Two of India’s finest economists have recently published a joint paper (Acharya, Viral V and Rajan, Raghuram G: Indian Banks: A Time to Reform) wherein they take a comprehensive look at what ails the Indian banking industry in general and the public sector banks (PSBs) in particular and have suggested a road-map for its revival. The logic and arguments presented reflect their commitment, passion, vision and vast erudition on the subject. It is their considered opinion that the status quo is fiscally untenable. Even otherwise, reform of the financial system is critical for equitable growth of the economy and society.
The moot question is: What would be the instrumentality for bringing about the desired changes? Rather, is it desirable that the reforms be handled by the department of financial services (DOFS), of the government of India (GOI)? In the absence of fully empowered boards of the individual PSBs there does not seem to be an alternative to handle this very critical task. This aspect takes importance since one of the recommendations in the paper is for winding down of DOFS.
DOFS is the latest avatar of the banking division of the ministry of finance which was upgraded to the department of banking when 14 major banks were nationalised in 1969. Since then, DOFS has been the means through which GOI controls the banking industry, especially the PSBs. The directors on the boards of PSBs are handpicked by DOFS while all top management positions are also decided by them.
The influence of DOFS and its officials on the PSBs does not stop there. Many of the interactions between officials of PSBs and DOFS would not fall under the category of corrupt practices under contemporary social norms. Things like getting someone to put in a kind word for getting a favoured posting, or getting a transfer from what is considered a bad posting, or wriggling out of some disciplinary proceedings. It is a very small progression to the use of recommendations for promotions and more. The quid pro quo is also something which is readily accepted by many. Arranging guest houses and cars. At times, it gets a little further – after all, giving and receiving Diwali gifts is a well accepted tradition. It always helps to keep the mandarins of DOFS in good humour. Virtually every top manager of any Indian bank has to maintain good relationship with DOFS to remain functional.
Under the stewardship of DOFS, over half a century, the key jewels of our society have been utterly destroyed. Over this period, the market share of the PSBs has fallen from over 95% to around 60%, massive amounts of funds have had to be periodically infused (Rs4 lakh crore over the past nine years) by GOI as equity to keep this key sector of the economy afloat, some of the most skilled, talented, and experienced managers have moved out of this industry segment, employee productivity has reached abysmally low levels with low motivation levels due to rampant nepotism, the governance of these organisations has been neglected to the extent that they are unable to take their own basic operational and managerial decisions and have been reduced to dependence on DOFS for even basic requirements, the boards do not even have the powers or capability to evaluate and recruit their own top managers, leave alone give strategic guidance. The list is virtually endless.

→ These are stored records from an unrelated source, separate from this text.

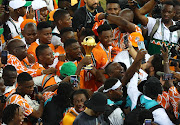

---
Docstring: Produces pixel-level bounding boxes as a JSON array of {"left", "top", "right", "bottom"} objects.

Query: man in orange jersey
[
  {"left": 27, "top": 22, "right": 55, "bottom": 62},
  {"left": 6, "top": 72, "right": 44, "bottom": 123},
  {"left": 56, "top": 39, "right": 98, "bottom": 91},
  {"left": 98, "top": 9, "right": 142, "bottom": 59},
  {"left": 51, "top": 9, "right": 72, "bottom": 46},
  {"left": 22, "top": 22, "right": 37, "bottom": 48},
  {"left": 55, "top": 27, "right": 75, "bottom": 54},
  {"left": 7, "top": 39, "right": 56, "bottom": 77},
  {"left": 92, "top": 24, "right": 113, "bottom": 69}
]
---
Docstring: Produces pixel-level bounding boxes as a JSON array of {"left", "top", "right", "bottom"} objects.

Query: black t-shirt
[
  {"left": 73, "top": 112, "right": 107, "bottom": 125},
  {"left": 72, "top": 6, "right": 104, "bottom": 31}
]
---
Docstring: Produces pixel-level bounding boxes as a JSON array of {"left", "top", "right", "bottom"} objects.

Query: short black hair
[
  {"left": 60, "top": 27, "right": 74, "bottom": 36},
  {"left": 64, "top": 39, "right": 78, "bottom": 49},
  {"left": 118, "top": 62, "right": 127, "bottom": 71},
  {"left": 97, "top": 24, "right": 112, "bottom": 35},
  {"left": 124, "top": 108, "right": 154, "bottom": 125},
  {"left": 151, "top": 54, "right": 164, "bottom": 78},
  {"left": 104, "top": 62, "right": 113, "bottom": 74},
  {"left": 7, "top": 39, "right": 23, "bottom": 54},
  {"left": 3, "top": 65, "right": 17, "bottom": 74},
  {"left": 106, "top": 0, "right": 120, "bottom": 6},
  {"left": 81, "top": 28, "right": 95, "bottom": 36},
  {"left": 53, "top": 9, "right": 69, "bottom": 23},
  {"left": 17, "top": 72, "right": 32, "bottom": 84},
  {"left": 37, "top": 21, "right": 51, "bottom": 31},
  {"left": 70, "top": 89, "right": 90, "bottom": 104},
  {"left": 124, "top": 109, "right": 141, "bottom": 125},
  {"left": 143, "top": 76, "right": 162, "bottom": 99},
  {"left": 104, "top": 78, "right": 118, "bottom": 90},
  {"left": 36, "top": 44, "right": 49, "bottom": 59},
  {"left": 2, "top": 104, "right": 20, "bottom": 124},
  {"left": 162, "top": 1, "right": 175, "bottom": 7}
]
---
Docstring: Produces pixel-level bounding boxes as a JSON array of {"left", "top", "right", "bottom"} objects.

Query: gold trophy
[{"left": 81, "top": 36, "right": 96, "bottom": 70}]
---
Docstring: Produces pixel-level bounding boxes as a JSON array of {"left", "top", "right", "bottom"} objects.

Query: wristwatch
[{"left": 104, "top": 13, "right": 109, "bottom": 19}]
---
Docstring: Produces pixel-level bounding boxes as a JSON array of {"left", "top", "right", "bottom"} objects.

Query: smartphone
[
  {"left": 34, "top": 87, "right": 38, "bottom": 94},
  {"left": 26, "top": 5, "right": 32, "bottom": 13},
  {"left": 162, "top": 44, "right": 166, "bottom": 52},
  {"left": 123, "top": 35, "right": 128, "bottom": 49},
  {"left": 144, "top": 119, "right": 152, "bottom": 125},
  {"left": 70, "top": 75, "right": 78, "bottom": 87},
  {"left": 163, "top": 73, "right": 174, "bottom": 80},
  {"left": 36, "top": 10, "right": 41, "bottom": 22},
  {"left": 1, "top": 50, "right": 8, "bottom": 64},
  {"left": 138, "top": 37, "right": 146, "bottom": 50},
  {"left": 0, "top": 0, "right": 3, "bottom": 5},
  {"left": 2, "top": 0, "right": 9, "bottom": 11}
]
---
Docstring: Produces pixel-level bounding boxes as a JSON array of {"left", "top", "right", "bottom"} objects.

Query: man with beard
[
  {"left": 72, "top": 0, "right": 104, "bottom": 31},
  {"left": 130, "top": 1, "right": 179, "bottom": 54},
  {"left": 6, "top": 72, "right": 44, "bottom": 123},
  {"left": 56, "top": 39, "right": 91, "bottom": 76},
  {"left": 7, "top": 39, "right": 56, "bottom": 77}
]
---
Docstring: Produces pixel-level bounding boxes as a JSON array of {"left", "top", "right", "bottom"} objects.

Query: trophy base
[{"left": 84, "top": 64, "right": 93, "bottom": 70}]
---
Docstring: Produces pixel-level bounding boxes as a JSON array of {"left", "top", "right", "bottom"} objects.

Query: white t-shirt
[
  {"left": 33, "top": 74, "right": 62, "bottom": 86},
  {"left": 127, "top": 73, "right": 173, "bottom": 125},
  {"left": 51, "top": 26, "right": 64, "bottom": 46},
  {"left": 147, "top": 17, "right": 178, "bottom": 43}
]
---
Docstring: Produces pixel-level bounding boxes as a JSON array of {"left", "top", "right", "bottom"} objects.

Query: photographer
[
  {"left": 161, "top": 46, "right": 180, "bottom": 122},
  {"left": 129, "top": 1, "right": 179, "bottom": 55}
]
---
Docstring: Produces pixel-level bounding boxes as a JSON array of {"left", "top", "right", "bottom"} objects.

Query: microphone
[{"left": 156, "top": 71, "right": 165, "bottom": 76}]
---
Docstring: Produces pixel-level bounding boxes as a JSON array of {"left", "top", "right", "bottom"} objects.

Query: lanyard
[
  {"left": 100, "top": 44, "right": 111, "bottom": 62},
  {"left": 161, "top": 22, "right": 172, "bottom": 43},
  {"left": 86, "top": 9, "right": 98, "bottom": 23}
]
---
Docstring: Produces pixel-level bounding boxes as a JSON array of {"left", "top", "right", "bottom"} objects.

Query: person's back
[
  {"left": 42, "top": 83, "right": 73, "bottom": 125},
  {"left": 72, "top": 0, "right": 104, "bottom": 31},
  {"left": 73, "top": 112, "right": 103, "bottom": 125},
  {"left": 127, "top": 73, "right": 173, "bottom": 125}
]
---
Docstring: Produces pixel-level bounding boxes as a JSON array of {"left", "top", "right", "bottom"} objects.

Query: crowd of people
[{"left": 0, "top": 0, "right": 180, "bottom": 125}]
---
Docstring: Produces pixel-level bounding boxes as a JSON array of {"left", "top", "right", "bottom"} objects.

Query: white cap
[
  {"left": 31, "top": 0, "right": 47, "bottom": 10},
  {"left": 9, "top": 0, "right": 26, "bottom": 10}
]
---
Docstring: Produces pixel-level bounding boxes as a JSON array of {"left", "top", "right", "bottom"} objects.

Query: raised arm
[
  {"left": 121, "top": 50, "right": 146, "bottom": 86},
  {"left": 139, "top": 0, "right": 156, "bottom": 15},
  {"left": 98, "top": 13, "right": 136, "bottom": 33},
  {"left": 128, "top": 0, "right": 148, "bottom": 26}
]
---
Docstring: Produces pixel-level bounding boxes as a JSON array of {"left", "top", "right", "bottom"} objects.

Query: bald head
[{"left": 119, "top": 8, "right": 134, "bottom": 22}]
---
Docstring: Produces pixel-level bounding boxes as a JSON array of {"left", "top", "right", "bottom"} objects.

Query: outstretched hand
[{"left": 135, "top": 49, "right": 147, "bottom": 62}]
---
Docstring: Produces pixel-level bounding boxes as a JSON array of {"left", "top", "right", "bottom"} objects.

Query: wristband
[{"left": 104, "top": 13, "right": 109, "bottom": 19}]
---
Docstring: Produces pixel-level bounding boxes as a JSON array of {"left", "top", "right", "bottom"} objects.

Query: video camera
[
  {"left": 169, "top": 21, "right": 180, "bottom": 32},
  {"left": 169, "top": 58, "right": 180, "bottom": 67}
]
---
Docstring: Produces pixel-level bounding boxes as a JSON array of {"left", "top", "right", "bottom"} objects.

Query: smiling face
[
  {"left": 99, "top": 30, "right": 113, "bottom": 49},
  {"left": 13, "top": 107, "right": 25, "bottom": 125},
  {"left": 73, "top": 94, "right": 87, "bottom": 113},
  {"left": 161, "top": 4, "right": 175, "bottom": 23}
]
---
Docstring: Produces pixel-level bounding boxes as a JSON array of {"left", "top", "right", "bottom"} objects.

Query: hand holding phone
[
  {"left": 1, "top": 50, "right": 8, "bottom": 64},
  {"left": 144, "top": 119, "right": 152, "bottom": 125},
  {"left": 70, "top": 75, "right": 78, "bottom": 87},
  {"left": 163, "top": 73, "right": 174, "bottom": 81}
]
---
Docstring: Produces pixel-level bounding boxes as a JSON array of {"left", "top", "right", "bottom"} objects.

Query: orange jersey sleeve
[
  {"left": 6, "top": 94, "right": 33, "bottom": 116},
  {"left": 7, "top": 54, "right": 42, "bottom": 77}
]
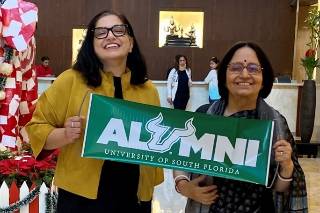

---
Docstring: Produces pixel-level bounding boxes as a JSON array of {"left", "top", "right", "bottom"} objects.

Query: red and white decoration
[{"left": 0, "top": 0, "right": 38, "bottom": 148}]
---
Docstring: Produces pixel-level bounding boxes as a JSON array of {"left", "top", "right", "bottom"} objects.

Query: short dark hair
[
  {"left": 209, "top": 56, "right": 220, "bottom": 64},
  {"left": 41, "top": 56, "right": 50, "bottom": 62},
  {"left": 217, "top": 41, "right": 274, "bottom": 100},
  {"left": 73, "top": 10, "right": 148, "bottom": 87},
  {"left": 174, "top": 54, "right": 189, "bottom": 70}
]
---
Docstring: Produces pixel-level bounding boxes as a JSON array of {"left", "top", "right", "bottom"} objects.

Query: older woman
[
  {"left": 27, "top": 11, "right": 163, "bottom": 213},
  {"left": 174, "top": 42, "right": 308, "bottom": 213}
]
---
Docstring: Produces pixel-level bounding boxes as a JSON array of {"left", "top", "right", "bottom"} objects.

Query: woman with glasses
[
  {"left": 27, "top": 11, "right": 163, "bottom": 213},
  {"left": 167, "top": 55, "right": 192, "bottom": 110},
  {"left": 174, "top": 42, "right": 308, "bottom": 213}
]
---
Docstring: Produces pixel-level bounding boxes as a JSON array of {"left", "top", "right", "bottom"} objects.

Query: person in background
[
  {"left": 26, "top": 11, "right": 163, "bottom": 213},
  {"left": 167, "top": 55, "right": 192, "bottom": 110},
  {"left": 173, "top": 42, "right": 308, "bottom": 213},
  {"left": 204, "top": 57, "right": 220, "bottom": 103},
  {"left": 36, "top": 56, "right": 53, "bottom": 77}
]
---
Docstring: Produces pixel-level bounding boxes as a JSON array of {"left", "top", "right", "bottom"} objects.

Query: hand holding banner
[{"left": 82, "top": 95, "right": 273, "bottom": 185}]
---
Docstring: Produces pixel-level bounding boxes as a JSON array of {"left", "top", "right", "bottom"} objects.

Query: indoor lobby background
[{"left": 32, "top": 0, "right": 320, "bottom": 213}]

The culpability of the DOFS in the colossal failure of our PSBs needs to be closely examined. The FM needs to question the top mandarins of the department about how under their charge such a state of affairs has come to pass. The political parties need to question the FM both inside and outside the parliament. The media and academia and the general public should question the political parties.
The three Cs (CBI—central bureau of investigation; CVC—central vigilance commission; and CAG—comptroller and auditor general of India) should also try and prove their mettle in examining and laying bare the role of DOFS in the slow but steady deterioration in the financial and operational health of our nationalised banking industry. Aspects which need to be examined and laid bare include the extent of meddling in transfers and promotions, pushing recommendations for loans to favoured borrowers, and in general destroying professionalism. The fall in the performance of our PSBs is not due to lack of competence or professionalism of its managers—the same people have excelled outside the enervating atmosphere of PSBs both in India and abroad.
Dr Acharya and Dr Rajan argue in their paper for the winding down of DOFS. An immediate abolition would create a vacuum which would lead to a total collapse and cannot be considered either feasible or desirable. Similar suggestions for paring down the role of DOFS have been made time and again for long. Way back in 1991, in a Note to the Narasimham Committee – I had suggested,along with two of the members (Prof M Datta Chaudhury and Shri M R Shroff) inter alia, that “the government should not appoint its officials on the boards of public sector banks and financial institutions. The banking division of the ministry of finance, as at present constituted, should c—onsequently be abolished.” But DOFS goes on majestically unperturbed – destroying our banks without care or accountability.